I guess I'm old because this hasn't really been that insightful of interesting observation just by itself anymore. People often talk about technological advancement of computing as if it is a force of nature whereas the amazing specs of say a rp2350 compared to the cray-1 is more of a story of the economies of scale as opposed to merely technical know-how and design. The reason a rp2350 is a few dollars is because of fabs, infrastructure, and institutional knowledge that likely dwarf the cost of producing a cray-1. I wouldn't even be surprised if someone bothered to do a similar calculation of the cost of infrastructure needed behind each cray-1 at the time that it could even be less what is needed to produce rp2350s today. The unit price of a rp2350 to consumers being so cheap (right now that fabs still want to make it) somewhat elides the actual costs involved.

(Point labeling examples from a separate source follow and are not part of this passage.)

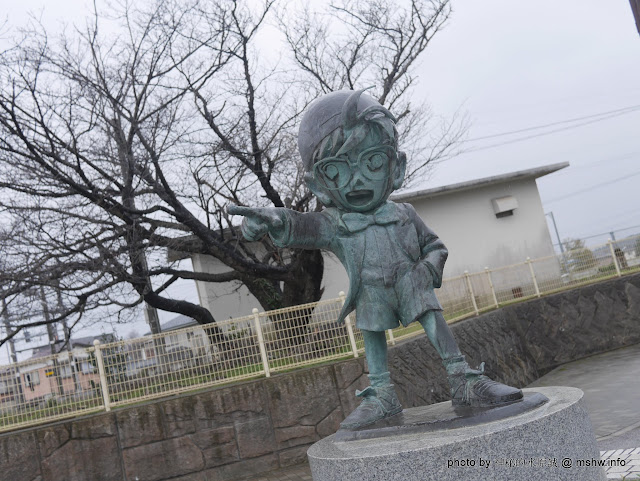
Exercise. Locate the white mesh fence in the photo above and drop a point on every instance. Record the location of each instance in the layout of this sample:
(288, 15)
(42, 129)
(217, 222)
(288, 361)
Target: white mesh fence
(80, 381)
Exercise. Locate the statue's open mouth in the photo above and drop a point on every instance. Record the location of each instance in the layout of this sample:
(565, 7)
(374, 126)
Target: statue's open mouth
(360, 197)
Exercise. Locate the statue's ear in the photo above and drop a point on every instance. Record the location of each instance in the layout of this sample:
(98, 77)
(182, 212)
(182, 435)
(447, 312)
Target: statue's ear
(400, 170)
(317, 189)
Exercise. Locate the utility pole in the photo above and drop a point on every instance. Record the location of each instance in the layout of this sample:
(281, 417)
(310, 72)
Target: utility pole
(7, 325)
(555, 227)
(52, 334)
(12, 350)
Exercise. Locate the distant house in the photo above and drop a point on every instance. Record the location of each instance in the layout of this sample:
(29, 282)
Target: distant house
(68, 371)
(489, 222)
(182, 344)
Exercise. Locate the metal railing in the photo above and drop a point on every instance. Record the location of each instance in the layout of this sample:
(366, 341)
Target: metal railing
(109, 375)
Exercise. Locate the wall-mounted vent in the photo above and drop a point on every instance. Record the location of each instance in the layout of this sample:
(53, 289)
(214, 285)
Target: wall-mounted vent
(504, 206)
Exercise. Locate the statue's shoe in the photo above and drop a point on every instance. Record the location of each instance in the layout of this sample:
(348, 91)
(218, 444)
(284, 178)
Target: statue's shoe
(473, 388)
(378, 403)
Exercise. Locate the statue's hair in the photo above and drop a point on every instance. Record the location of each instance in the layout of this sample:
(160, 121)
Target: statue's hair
(355, 127)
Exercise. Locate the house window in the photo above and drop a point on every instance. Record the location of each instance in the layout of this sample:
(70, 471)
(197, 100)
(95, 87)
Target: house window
(65, 371)
(504, 206)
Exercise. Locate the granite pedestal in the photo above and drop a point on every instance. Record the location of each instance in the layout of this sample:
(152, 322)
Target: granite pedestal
(545, 439)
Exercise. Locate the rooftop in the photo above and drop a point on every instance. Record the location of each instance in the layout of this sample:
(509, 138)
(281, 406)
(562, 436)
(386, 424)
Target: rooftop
(474, 184)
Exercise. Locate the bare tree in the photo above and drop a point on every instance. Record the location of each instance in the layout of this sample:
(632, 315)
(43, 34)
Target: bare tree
(117, 147)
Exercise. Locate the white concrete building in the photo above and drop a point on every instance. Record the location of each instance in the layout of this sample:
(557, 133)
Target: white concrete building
(490, 222)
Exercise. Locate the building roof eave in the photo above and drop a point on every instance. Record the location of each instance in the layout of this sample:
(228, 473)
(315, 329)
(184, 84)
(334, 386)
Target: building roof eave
(473, 184)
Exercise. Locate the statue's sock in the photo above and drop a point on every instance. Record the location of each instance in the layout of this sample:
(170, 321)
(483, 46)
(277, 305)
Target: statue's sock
(380, 380)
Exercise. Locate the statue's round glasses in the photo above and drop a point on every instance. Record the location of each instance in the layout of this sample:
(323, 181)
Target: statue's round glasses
(336, 172)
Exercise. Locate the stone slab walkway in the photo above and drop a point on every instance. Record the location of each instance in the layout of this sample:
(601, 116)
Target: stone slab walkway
(611, 383)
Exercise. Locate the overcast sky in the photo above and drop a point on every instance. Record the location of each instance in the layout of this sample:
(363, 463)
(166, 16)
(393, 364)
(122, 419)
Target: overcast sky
(520, 65)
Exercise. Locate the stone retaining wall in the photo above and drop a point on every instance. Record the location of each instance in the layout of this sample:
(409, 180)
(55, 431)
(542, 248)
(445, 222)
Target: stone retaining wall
(261, 425)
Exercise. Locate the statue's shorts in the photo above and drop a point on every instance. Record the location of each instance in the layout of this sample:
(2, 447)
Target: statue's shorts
(380, 307)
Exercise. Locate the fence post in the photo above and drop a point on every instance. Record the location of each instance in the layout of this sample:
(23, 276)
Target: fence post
(104, 387)
(261, 345)
(470, 287)
(493, 291)
(347, 321)
(533, 276)
(615, 260)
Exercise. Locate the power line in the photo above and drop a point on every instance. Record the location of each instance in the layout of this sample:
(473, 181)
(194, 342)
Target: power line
(529, 137)
(592, 187)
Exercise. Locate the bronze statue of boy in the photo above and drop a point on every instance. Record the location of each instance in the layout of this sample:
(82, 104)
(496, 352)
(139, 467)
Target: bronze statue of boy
(348, 144)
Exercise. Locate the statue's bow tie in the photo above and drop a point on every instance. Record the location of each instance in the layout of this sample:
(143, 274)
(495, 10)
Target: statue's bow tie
(356, 222)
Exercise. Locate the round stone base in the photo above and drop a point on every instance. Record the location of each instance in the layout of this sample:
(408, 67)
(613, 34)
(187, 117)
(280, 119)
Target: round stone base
(554, 441)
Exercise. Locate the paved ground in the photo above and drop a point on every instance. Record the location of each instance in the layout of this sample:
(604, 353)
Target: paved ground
(611, 383)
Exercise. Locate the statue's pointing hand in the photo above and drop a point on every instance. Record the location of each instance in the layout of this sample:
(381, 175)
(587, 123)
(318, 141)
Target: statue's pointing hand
(258, 221)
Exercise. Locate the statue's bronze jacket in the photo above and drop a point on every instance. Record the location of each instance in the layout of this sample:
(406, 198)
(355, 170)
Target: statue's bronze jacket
(326, 230)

Animats below said that the Cray-1 was made from discrete components. Good luck making a rp2350 from discrete components, it likely wouldn't even function well at the desired frequency due to speed of light and RF interference issues--it would likely be even worse for GHz broadcoms used in the rpi5. This means that in a post-apocolyptic future you could make another cray-1 given enough time and resources. In 20 years when the fabs have stopped making rp2350s there simply will not be any more of them.

dale_huevo

> the Cray had about 160MFLOPS of raw processing power; the Pi has... up to 30GFLOPS. Yes... that's gigaFLOPS. This makes it almost 200 times faster than the Cray.

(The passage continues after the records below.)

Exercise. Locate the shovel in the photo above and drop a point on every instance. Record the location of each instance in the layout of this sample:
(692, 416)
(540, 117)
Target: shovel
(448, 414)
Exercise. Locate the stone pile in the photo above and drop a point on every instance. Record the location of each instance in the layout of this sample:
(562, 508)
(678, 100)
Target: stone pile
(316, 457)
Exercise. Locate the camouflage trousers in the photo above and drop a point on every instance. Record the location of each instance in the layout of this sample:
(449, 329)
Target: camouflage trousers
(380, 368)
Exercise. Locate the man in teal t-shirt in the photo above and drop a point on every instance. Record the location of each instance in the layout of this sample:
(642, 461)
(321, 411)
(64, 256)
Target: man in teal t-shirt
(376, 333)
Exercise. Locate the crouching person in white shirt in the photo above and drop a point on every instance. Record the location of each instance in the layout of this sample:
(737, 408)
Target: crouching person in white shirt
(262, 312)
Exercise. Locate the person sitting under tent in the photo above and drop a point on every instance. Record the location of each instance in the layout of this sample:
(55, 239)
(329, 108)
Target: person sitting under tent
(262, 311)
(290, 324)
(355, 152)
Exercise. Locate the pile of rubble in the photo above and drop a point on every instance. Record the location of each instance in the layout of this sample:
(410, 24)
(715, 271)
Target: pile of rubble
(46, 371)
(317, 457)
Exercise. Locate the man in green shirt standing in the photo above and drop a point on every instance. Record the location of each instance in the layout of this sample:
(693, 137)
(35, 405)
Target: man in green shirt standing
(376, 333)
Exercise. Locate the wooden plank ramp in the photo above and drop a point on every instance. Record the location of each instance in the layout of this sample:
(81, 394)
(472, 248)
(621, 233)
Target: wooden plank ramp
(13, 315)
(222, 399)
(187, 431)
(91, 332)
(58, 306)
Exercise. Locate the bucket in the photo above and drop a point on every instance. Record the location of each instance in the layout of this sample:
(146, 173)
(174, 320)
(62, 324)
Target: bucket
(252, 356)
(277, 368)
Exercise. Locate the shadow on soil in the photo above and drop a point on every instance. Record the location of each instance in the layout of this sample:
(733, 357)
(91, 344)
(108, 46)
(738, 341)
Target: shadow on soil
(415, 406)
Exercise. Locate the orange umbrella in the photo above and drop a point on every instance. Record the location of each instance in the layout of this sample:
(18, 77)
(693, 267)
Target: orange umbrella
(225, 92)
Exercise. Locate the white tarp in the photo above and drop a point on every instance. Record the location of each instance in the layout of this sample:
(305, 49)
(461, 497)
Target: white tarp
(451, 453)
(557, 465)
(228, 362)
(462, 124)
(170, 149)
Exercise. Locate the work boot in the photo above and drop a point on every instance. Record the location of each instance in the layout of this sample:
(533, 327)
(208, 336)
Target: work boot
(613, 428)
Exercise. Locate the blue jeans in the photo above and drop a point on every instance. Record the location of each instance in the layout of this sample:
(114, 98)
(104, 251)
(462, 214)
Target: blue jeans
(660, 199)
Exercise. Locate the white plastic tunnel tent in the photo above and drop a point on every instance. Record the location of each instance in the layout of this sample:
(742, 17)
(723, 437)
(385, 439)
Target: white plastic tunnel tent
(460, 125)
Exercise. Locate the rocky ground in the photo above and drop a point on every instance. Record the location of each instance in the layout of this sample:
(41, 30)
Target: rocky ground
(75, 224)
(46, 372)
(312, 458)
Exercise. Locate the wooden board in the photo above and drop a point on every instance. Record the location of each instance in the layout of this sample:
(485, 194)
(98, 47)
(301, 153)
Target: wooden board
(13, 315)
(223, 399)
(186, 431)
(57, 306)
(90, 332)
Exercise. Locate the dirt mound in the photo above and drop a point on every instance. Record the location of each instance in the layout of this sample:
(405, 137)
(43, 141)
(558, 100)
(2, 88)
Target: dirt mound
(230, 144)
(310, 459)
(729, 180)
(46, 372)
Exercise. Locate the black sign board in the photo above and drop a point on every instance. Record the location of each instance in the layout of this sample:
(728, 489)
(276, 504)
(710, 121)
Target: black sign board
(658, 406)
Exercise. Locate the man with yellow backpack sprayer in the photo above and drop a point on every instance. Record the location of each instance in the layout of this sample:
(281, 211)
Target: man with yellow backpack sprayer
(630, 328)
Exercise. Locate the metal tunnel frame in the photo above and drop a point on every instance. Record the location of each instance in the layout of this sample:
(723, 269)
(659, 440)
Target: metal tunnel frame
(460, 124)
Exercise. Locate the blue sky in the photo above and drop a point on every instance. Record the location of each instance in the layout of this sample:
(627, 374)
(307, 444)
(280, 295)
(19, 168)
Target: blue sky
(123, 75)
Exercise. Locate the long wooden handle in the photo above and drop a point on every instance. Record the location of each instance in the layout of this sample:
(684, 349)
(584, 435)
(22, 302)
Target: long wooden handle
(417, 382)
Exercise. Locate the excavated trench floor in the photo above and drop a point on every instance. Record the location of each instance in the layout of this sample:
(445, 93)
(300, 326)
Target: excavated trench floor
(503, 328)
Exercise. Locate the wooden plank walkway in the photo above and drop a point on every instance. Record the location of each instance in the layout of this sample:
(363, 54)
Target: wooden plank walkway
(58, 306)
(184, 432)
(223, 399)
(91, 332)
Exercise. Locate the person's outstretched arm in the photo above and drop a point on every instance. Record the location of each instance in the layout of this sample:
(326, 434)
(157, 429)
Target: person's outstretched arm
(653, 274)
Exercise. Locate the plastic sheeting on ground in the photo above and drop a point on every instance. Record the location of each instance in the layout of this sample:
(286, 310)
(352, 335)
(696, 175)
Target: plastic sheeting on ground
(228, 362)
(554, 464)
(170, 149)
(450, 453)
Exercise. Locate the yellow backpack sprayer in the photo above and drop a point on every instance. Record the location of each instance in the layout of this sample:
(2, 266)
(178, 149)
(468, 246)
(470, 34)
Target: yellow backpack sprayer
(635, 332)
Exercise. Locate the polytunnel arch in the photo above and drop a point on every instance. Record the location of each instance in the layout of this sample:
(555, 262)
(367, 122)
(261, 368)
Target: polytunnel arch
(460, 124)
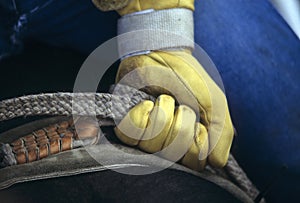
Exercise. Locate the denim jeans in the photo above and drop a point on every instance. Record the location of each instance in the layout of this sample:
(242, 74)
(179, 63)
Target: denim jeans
(256, 53)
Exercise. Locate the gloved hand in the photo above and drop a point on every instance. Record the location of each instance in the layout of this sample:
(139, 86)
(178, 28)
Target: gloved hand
(178, 74)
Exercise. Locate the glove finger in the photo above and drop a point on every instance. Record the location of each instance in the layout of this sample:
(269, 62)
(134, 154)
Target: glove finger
(181, 134)
(212, 103)
(196, 157)
(131, 129)
(161, 119)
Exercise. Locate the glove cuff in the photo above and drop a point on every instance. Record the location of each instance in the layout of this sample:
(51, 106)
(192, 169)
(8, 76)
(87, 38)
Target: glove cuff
(149, 30)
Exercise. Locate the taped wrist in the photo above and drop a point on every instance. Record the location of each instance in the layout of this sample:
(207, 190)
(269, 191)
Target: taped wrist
(149, 30)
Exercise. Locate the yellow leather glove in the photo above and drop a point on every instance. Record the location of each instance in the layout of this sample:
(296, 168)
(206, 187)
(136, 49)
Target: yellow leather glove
(153, 127)
(178, 74)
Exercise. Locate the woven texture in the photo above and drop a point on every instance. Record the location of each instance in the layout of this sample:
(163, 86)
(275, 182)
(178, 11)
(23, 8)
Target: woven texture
(113, 106)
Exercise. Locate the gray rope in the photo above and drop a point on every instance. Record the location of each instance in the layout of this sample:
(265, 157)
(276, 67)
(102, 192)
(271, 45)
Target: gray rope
(113, 106)
(104, 105)
(234, 171)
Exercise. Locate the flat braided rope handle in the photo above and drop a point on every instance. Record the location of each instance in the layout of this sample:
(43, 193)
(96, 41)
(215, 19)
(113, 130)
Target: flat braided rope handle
(104, 105)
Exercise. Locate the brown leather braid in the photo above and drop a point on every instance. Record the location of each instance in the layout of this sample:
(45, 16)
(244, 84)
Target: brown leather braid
(54, 139)
(62, 136)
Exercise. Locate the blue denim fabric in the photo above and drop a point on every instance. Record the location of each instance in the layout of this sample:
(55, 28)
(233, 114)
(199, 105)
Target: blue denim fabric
(258, 57)
(257, 54)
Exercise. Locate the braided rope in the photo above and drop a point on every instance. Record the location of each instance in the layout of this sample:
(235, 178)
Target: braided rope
(104, 105)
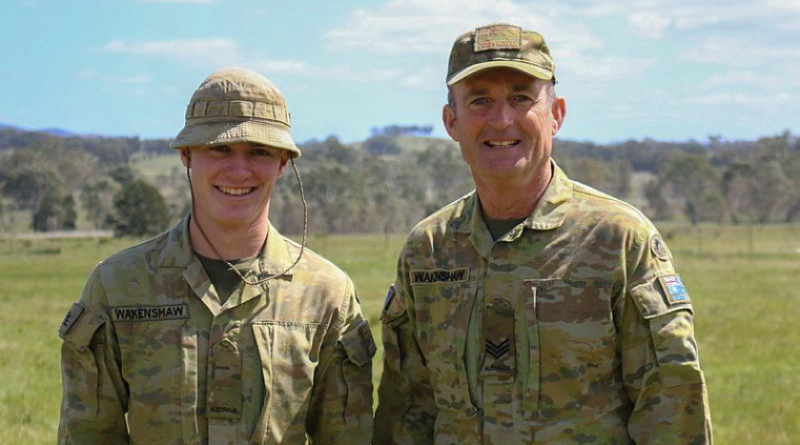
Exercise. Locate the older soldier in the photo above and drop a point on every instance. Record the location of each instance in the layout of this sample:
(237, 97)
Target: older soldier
(535, 310)
(220, 331)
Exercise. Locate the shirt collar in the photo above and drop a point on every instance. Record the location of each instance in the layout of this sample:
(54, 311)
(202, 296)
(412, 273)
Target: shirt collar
(177, 252)
(548, 214)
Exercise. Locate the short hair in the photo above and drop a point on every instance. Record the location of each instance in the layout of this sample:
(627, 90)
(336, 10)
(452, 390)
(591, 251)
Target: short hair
(550, 85)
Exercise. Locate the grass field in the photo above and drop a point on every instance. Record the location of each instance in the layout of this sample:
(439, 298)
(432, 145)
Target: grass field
(745, 285)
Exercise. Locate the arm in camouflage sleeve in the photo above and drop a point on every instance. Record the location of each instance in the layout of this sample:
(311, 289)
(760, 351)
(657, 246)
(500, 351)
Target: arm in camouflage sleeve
(406, 409)
(660, 364)
(94, 394)
(341, 401)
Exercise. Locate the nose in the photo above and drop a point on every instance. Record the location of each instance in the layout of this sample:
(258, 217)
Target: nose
(502, 115)
(238, 168)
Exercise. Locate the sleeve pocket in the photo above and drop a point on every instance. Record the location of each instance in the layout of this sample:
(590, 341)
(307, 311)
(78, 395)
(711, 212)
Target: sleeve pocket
(672, 331)
(360, 348)
(79, 367)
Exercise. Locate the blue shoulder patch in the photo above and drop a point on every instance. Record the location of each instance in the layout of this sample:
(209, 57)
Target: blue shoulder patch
(674, 289)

Imagine traveling back to 1977 and explaining to someone that in 2025 we've allocated all that extra computing power to processing javascript bundles and other assorted webshit.

usrnm

That actually wouldn't be so bad, but in reality the number one usecase for raspberry pi is blinking leds for some time and collecting dust afterwards

darkwater

Still a better user than crunching Javascript to show you ads and track you around.